Yani, bütün kâinatı ve belki de bu kâinat gibi bilemediğimiz sayısız kâinatı, tüm evreni var etmiş olan TEK BİR VARLIK, şuur vardır!
O varlığın varlığından ilmiyle, ilminde meydana gelmiş sayısız sonsuz evrenler, evren içre galaksiler ve varlıklar söz konusudur; algılanabilmektedir.
Ancak bunun ötesinde, her bir birim, o varlığın orijininden–aslından–hakikatinden, ilmiyle ilminden meydana gelmiş olduğu için, Allâh’ı kendi varlığında ve özünde bulabilme şansına sahiptir!
Yani, öteNde seni yöneten, senin dışında bir Tanrı değil; tüm kâinatı ve var olan her şeyi kendi varlığından var etmiş olan ve birimin kendi özünde bulup hissedebileceği bir “ALLÂH” kavramı!
Bu “ALLÂH” kavramı, İslâm’ın ana temel nirengi noktasıdır!
Gelmiş geçmiş bütün Nebi ve Rasûllerdeki ortak payda, “Lâ ilâhe illâllâh” kavramıdır. Hatta, “Cennetin kapısının üstünde ‘Lâ ilâhe illâllâh’ yazar” uyarısı da bunu anlatmaktadır.
Bütün Nebi ve Rasûller, insanlara “Tanrı ve tanrılık kavramı yoktur; bu kavrama dayalı davranışlarla ömrünüzü boşa harcamayın! Sadece Allâh vardır” gerçeğini anlatmak için görevlendirilmişlerdir! Her biri kendi yaşadığı toplumun şartlarına göre, tekâmül derecesine göre, onlara yararlar sağlayacak değişik öneriler, teklifler getirmişlerdir.
Şimdi, yaşamın gerçeğine bakalım...
Allâh’ın ilminde yaratmış olduğu, bize “DİN” olarak takdim edilen, adına da “İSLÂM” denilen bu “Sistem”i anlamaya çalışalım...

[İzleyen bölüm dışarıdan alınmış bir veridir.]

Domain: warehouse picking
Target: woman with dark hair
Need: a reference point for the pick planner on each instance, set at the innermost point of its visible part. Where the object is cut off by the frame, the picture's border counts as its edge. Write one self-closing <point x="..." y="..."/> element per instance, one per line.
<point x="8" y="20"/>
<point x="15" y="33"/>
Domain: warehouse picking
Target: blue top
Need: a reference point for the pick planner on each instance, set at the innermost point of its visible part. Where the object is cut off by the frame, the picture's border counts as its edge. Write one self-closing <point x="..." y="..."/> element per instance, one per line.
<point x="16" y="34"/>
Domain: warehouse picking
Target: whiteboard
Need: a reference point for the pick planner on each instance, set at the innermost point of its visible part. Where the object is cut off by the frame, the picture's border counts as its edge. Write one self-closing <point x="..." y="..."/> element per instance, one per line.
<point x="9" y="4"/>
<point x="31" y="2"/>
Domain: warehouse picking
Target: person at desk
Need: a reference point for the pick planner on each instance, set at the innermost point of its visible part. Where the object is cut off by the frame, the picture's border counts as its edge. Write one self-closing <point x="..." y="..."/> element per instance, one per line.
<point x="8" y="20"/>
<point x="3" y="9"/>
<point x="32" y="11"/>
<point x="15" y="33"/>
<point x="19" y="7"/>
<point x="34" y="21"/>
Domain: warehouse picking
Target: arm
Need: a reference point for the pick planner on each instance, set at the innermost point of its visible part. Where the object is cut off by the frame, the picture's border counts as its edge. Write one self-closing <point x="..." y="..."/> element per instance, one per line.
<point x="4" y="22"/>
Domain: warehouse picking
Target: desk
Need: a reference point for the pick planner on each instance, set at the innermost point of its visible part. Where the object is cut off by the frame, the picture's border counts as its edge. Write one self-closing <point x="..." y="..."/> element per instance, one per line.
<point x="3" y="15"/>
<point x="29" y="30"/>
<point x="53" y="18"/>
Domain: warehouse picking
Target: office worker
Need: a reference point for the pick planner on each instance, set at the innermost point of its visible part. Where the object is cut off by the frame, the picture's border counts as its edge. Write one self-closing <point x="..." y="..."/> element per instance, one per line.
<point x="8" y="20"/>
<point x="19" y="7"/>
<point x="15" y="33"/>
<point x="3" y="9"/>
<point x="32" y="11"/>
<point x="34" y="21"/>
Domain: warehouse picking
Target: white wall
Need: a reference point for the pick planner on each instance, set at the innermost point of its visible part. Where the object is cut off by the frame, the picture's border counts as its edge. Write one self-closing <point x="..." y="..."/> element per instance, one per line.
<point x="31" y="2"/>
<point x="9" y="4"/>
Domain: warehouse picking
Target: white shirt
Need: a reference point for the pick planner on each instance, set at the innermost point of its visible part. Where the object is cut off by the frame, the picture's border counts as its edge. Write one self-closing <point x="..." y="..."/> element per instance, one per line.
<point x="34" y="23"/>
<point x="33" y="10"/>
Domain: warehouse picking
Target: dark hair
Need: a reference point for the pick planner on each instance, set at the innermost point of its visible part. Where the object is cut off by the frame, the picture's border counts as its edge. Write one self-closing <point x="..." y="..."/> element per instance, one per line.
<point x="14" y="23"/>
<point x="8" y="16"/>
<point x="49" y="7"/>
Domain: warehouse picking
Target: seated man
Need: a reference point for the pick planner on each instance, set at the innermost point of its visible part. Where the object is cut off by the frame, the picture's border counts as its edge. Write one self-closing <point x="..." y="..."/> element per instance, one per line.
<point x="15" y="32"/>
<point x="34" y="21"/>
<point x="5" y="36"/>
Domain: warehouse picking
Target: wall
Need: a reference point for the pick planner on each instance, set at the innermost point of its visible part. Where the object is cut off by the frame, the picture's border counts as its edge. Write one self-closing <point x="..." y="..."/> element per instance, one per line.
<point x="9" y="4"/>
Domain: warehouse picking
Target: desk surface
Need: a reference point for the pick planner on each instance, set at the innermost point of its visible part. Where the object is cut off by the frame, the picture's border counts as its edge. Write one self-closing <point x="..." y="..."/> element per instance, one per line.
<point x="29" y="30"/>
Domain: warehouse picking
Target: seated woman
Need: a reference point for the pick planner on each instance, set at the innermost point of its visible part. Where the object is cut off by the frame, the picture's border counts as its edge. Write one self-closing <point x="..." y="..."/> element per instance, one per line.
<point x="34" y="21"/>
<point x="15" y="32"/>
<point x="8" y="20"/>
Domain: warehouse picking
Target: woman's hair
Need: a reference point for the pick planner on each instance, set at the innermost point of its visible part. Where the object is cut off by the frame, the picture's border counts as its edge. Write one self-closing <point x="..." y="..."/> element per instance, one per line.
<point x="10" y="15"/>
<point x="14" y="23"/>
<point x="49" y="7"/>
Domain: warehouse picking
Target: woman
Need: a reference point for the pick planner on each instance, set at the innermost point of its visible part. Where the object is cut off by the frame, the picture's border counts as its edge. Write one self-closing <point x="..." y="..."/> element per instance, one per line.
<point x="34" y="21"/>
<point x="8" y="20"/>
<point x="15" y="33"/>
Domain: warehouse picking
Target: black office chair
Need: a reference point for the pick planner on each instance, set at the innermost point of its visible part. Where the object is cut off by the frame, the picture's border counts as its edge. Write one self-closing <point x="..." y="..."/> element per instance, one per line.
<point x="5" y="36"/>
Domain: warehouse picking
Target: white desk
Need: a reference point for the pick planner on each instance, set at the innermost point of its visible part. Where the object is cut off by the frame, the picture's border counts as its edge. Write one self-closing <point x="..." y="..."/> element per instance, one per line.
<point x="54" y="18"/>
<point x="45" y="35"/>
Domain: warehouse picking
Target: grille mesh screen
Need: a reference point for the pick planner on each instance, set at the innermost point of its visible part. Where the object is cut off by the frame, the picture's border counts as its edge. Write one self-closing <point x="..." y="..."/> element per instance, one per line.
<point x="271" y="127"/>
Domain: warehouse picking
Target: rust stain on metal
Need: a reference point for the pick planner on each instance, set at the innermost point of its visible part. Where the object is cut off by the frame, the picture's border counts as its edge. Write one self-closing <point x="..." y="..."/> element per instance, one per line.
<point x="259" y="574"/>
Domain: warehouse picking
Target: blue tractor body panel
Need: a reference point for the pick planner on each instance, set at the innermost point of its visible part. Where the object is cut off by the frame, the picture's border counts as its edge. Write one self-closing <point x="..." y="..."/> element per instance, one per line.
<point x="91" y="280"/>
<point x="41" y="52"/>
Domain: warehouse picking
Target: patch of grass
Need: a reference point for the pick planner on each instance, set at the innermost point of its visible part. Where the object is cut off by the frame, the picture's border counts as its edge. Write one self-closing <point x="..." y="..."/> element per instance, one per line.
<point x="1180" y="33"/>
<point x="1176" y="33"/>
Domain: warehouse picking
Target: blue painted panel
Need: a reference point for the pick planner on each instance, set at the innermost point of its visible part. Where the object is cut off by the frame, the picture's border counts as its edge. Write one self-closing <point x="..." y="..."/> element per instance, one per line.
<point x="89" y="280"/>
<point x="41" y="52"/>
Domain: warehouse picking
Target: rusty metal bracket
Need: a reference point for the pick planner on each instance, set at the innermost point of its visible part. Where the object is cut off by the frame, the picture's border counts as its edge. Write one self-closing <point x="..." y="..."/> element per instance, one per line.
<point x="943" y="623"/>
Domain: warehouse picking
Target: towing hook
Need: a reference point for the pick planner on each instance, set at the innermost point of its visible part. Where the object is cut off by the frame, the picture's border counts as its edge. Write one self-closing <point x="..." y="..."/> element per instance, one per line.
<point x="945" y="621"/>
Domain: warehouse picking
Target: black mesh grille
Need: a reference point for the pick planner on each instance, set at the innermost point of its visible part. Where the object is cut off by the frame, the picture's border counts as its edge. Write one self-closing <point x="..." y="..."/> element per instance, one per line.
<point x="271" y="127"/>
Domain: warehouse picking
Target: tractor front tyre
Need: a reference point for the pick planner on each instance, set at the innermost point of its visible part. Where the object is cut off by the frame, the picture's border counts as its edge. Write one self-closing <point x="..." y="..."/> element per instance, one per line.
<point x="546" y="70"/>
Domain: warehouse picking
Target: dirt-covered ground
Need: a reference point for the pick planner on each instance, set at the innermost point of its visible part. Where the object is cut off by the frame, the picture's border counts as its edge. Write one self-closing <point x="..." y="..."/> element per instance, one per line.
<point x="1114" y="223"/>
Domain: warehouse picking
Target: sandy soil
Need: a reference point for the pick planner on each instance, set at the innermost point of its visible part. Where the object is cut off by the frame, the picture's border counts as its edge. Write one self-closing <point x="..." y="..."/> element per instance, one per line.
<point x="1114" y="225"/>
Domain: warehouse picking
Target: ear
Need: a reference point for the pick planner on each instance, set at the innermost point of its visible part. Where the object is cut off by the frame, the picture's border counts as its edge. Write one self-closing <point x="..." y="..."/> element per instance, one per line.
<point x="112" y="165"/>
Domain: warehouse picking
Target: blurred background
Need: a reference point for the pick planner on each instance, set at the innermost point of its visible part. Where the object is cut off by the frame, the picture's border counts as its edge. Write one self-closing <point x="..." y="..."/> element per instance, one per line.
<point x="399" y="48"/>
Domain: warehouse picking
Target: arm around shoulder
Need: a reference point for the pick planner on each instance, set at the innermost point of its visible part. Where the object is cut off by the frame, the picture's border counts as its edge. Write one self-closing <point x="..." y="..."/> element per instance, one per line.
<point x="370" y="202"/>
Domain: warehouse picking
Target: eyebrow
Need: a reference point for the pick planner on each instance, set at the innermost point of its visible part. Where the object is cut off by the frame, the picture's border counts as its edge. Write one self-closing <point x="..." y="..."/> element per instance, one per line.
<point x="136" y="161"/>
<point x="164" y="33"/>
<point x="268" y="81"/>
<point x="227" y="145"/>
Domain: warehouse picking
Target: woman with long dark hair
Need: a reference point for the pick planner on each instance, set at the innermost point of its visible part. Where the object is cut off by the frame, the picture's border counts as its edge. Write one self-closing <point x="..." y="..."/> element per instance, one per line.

Biz, bu Galaksi içindeki Güneş adını taktığımız yıldız sisteminde, Dünya adını verdiğimiz bu uydu üzerinde ortaya çıkmışız, var olmuşuz.
Adımıza, “İNSAN” denmiş! Veya başka bir dilde başka bir isim!
Biz bu Dünya üzerinde var olmuş varlıklar olarak şu gerçeği fark edelim:
Evrende hangi galakside var olacağıma dair bir dilekçe vermedim ve bana böyle bir şey sorulmadı...
Samanyolu Galaksisi içinde dünyaya geldim. Samanyolu Galaksisi içinde, Güneş Sistemi’nde veya başka bir sistemde dünyaya gelip gelmek istemediğim de bana sorulmadı!!!
Samanyolu Galaksisi içinde Güneş Sistemi’nde dünyaya geldim...
Güneş Sistemi içinde, Dünya üzerinde var oldum ama, bu konuda da bana hiçbir şey sorulmadı... Bu da benim isteğim ve iradem dışında!
Dünya üzerinde hangi kıtada meydana gelmek istediğim de bana sorulmadı!
Asya ile Avrupa’nın ortasında, Avrasya denen bir bölgede Türkiye’de dünyaya geldim! Türkiye’nin hangi bölgesinde, hangi ırktan, hangi cinsten, hangi dinden, hangi kavimden gelmek istediğim de bana sorulmadı!!!
İstanbul’un göbeğinde, Cerrahpaşa’da dünyaya geldim!
Bana yine sorulmadı, hangi aileden, hangi sülaleden, yani hangi genetik özelliklere sahip olarak gelmek istediğim!!!
Kendimi, rahmetli “Adalet” isimli annenin rahminden Dünya’ya çıkarken buldum!!!
Benim seçimim olmayan o âli sülalenin genetiği bana nasip oldu; o genetiğin getirdiği özellikler ile beni var etti!